NAFTA. Privatization. The Imperial Presidency. The destruction of organized labor. Spending cuts. Handing power to corporations. Charter schools. Think of a bad idea promoted by the Democratic Party over the past generation or so, and you'll find Al From and his DLC behind it.

It's led the party to the sorry state it's at now -- with the Republicans in control of two of the three branches of government and in possession of two-thirds of state legislatures.

He's spent his life organizing to get the party to this point. It's going to take a lot of people a lot of time organizing to undo all the harm he's done...."



One needs to only ask the question as to why democratic candidates didn't run on raising the minimum wage in this election.....an issue mostly associated with democratic progressive policies which turned out to be the one of the evening's biggest winning issues that was approved by a significant majority?

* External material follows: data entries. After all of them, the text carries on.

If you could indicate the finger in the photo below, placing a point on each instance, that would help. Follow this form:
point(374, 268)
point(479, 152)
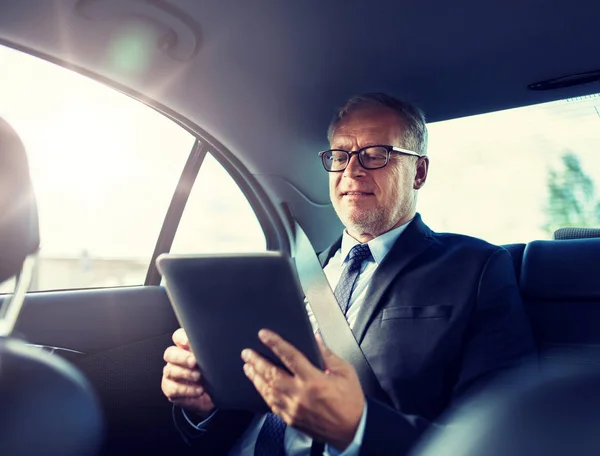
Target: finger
point(179, 356)
point(331, 361)
point(181, 374)
point(271, 374)
point(177, 391)
point(289, 355)
point(272, 396)
point(180, 339)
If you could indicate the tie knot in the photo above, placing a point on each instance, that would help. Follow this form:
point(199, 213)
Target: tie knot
point(359, 253)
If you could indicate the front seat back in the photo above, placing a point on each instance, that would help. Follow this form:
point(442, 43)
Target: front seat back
point(46, 406)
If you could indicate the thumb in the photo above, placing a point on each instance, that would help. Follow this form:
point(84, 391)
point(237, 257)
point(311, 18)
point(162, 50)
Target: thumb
point(331, 361)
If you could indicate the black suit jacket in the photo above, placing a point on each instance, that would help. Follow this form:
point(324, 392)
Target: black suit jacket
point(442, 316)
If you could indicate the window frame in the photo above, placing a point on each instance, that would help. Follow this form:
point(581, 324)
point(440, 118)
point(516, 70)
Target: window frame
point(274, 228)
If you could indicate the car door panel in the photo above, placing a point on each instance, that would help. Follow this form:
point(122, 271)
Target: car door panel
point(116, 337)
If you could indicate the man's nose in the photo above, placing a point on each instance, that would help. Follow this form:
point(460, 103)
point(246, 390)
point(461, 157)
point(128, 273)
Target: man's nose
point(354, 167)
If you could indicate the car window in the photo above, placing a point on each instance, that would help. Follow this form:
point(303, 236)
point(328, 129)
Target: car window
point(104, 168)
point(515, 175)
point(217, 217)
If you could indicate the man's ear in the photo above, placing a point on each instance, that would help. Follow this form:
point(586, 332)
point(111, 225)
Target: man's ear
point(422, 168)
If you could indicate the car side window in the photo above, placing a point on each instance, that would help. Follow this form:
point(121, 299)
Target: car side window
point(217, 218)
point(104, 168)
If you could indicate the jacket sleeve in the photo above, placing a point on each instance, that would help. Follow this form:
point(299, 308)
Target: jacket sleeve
point(497, 338)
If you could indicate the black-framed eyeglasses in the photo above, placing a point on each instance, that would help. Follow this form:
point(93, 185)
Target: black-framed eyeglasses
point(371, 157)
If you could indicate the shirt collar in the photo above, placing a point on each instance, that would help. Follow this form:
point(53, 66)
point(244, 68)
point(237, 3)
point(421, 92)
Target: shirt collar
point(380, 246)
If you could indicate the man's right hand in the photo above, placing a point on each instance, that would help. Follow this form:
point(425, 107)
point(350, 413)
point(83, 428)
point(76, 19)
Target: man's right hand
point(181, 381)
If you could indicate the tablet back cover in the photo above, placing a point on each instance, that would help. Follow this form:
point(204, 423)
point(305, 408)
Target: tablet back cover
point(222, 301)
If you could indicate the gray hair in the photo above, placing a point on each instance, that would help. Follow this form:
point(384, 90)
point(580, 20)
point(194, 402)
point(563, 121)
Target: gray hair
point(414, 131)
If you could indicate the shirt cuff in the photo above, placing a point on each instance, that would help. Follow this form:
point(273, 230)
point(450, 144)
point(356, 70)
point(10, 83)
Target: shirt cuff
point(199, 426)
point(354, 447)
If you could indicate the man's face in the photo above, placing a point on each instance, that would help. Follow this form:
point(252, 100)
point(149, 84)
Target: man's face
point(372, 202)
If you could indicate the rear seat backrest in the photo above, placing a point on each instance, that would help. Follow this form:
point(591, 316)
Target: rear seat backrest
point(516, 252)
point(560, 285)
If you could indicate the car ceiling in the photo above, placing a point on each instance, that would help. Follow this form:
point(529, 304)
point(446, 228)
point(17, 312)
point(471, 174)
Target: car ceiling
point(266, 75)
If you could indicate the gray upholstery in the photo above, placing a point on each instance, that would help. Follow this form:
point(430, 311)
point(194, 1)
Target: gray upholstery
point(551, 409)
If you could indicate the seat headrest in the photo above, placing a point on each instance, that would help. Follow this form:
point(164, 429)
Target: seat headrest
point(561, 270)
point(48, 407)
point(576, 233)
point(19, 231)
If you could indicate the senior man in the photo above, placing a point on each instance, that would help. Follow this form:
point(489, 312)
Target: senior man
point(436, 315)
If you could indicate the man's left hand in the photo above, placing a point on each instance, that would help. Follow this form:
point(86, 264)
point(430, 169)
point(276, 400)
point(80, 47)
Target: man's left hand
point(326, 405)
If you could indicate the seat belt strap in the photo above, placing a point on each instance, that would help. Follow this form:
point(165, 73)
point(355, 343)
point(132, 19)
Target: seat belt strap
point(333, 325)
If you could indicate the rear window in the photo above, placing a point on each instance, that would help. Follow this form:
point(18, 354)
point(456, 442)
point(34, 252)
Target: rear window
point(515, 175)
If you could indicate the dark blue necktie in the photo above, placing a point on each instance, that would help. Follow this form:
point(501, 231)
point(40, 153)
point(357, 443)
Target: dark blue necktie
point(271, 439)
point(344, 288)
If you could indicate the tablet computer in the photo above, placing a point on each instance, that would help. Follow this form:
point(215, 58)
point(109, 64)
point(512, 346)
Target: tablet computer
point(222, 301)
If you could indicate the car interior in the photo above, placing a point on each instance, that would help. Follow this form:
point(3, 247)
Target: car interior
point(254, 85)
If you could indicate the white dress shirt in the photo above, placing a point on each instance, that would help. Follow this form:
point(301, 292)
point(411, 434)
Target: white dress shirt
point(297, 443)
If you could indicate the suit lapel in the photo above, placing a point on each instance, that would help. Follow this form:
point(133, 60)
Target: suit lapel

I'm sure they had the raw polling numbers on 'raising the minimum wage' issue and their data showed it to be a winner.......so why then did they run away from running on that issue? Maybe this bit from the article might begin to shed some light on this question...

from the article,

"....why can’t Democrats run elections around populist themes and policies? This is still the wrong question, because it assumes the wrong causality. Parties don’t poll for good ideas, run races on them, and then govern. They have ideas, poll to find out how to sell those ideas, and run races and recruit candidates based on the polling. It’s ideas first, then the sales pitch. If the sales pitch is bad, it’s often the best of what can be made of an unpopular stew of ideas..."



....

bemildred

(90,061 posts)
15. Democrats are the Good Cops, Republicans are the Bad Cops.
Tue Nov 11, 2014, 04:54 AM
Nov 2014

But they are all cops. That's all you really need to understand.